While single‑crystal SnSe shows outstanding thermoelectric properties, its brittleness and the difficulty of large‑scale crystal growth hinder practical applications. Polycrystalline SnSe, fabricated by hot‑pressing or spark‑plasma sintering, offers a more manufacturable route, though reported ZT values for doped polycrystalline forms remain below 1.2. This study focuses on Bi‑doped n‑type polycrystalline SnSe, probing its anisotropic transport behavior and bipolar conduction to evaluate its suitability for module integration.

Methods/Experimental

The goal was to synthesize n‑type Bi‑doped SnSe with 0–8 % Bi and assess its thermoelectric performance. All procedures were carried out under an inert Ar atmosphere to prevent oxidation.

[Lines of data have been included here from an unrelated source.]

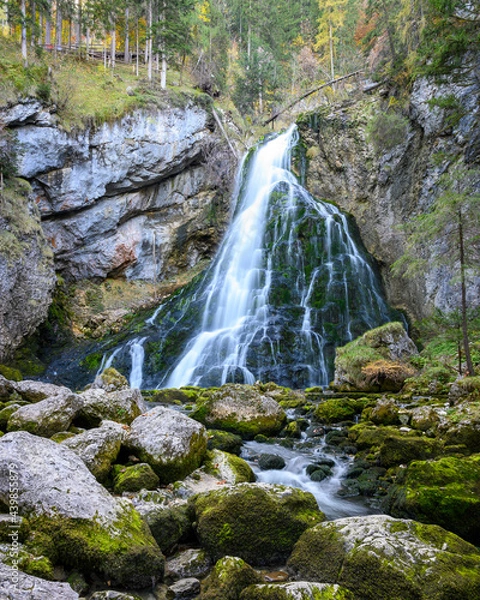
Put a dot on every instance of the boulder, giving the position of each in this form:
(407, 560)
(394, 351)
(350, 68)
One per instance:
(171, 443)
(16, 585)
(188, 563)
(228, 578)
(379, 557)
(375, 361)
(134, 478)
(99, 447)
(298, 590)
(259, 523)
(443, 491)
(88, 529)
(170, 524)
(122, 406)
(47, 417)
(241, 409)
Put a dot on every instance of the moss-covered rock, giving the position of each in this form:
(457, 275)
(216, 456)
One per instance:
(169, 525)
(337, 410)
(241, 409)
(401, 449)
(171, 443)
(257, 522)
(445, 491)
(381, 558)
(134, 478)
(375, 361)
(48, 416)
(299, 590)
(224, 440)
(76, 522)
(98, 447)
(228, 578)
(228, 468)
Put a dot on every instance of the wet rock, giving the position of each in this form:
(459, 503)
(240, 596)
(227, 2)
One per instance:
(270, 461)
(189, 563)
(444, 492)
(295, 591)
(381, 557)
(98, 448)
(48, 416)
(134, 478)
(225, 441)
(256, 522)
(88, 529)
(122, 406)
(375, 361)
(184, 589)
(171, 443)
(228, 578)
(27, 587)
(241, 409)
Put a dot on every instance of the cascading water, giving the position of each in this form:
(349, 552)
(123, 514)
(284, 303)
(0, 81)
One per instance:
(289, 284)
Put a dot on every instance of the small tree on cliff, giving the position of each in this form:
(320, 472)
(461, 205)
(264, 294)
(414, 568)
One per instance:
(448, 235)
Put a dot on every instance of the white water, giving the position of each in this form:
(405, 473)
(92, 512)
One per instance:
(294, 475)
(240, 285)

Fabrication of SnSe Compound by Temperature Gradient Technique

High‑purity (99.999 %) Sn and Se powders (1:1 atomic ratio) were sealed in an evacuated quartz ampoule (<10⁻⁴ Torr) and then encased in a secondary ampoule for safety. The mixture was heated to 600 °C for 30 h, then to 950 °C for 35 h, maintained for 16 h, and finally cooled slowly to room temperature. The resulting ingot measured 13 mm × 25 mm.

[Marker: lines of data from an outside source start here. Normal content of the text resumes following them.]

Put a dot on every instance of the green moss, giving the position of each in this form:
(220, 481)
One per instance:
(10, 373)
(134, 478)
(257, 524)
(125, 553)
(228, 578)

Fabrication of n‑Type Bi‑Doped SnSe Polycrystalline Samples by Hot‑Press Technique

Ingot powder was ground and blended with Bi (0–8 %) for 1 h, loaded into a 13 mm mold, and hot‑pressed at 800 °C under 30 MPa Ar pressure for 30 min, producing dense pellets (13 mm × 15 mm).

Characterizations

X‑ray diffraction (XRD) measured both parallel and perpendicular to the pressing direction. FE‑SEM examined fractured surfaces. Samples were cut into 2 × 1.5 × 8 mm bars for transport measurements and 13 × 13 × 1.5 mm disks for thermal diffusivity. Electrical conductivity and Seebeck coefficient were recorded from 300 K to 773 K using a four‑probe setup under Ar. Thermal diffusivity was obtained by laser flash (model LFA‑457, NETZSCH). Mass density was derived from dimensional measurements; specific heat was taken from literature for polycrystalline SnSe. Thermal conductivity was calculated as κ = DCₚρ.

Results and Discussion

XRD patterns of the 4 % Bi sample in both orientations reveal a pure orthorhombic SnSe phase (Pnma) with minor rhombohedral Bi impurities. The strong (400) peak in the parallel orientation confirms a (h00) grain alignment along the pressing axis.

FE‑SEM images show a layered microstructure with grain sizes increasing from ~3 µm (4 % Bi) to ~10 µm (6 % Bi), indicating that Bi acts as a flux and promotes grain growth.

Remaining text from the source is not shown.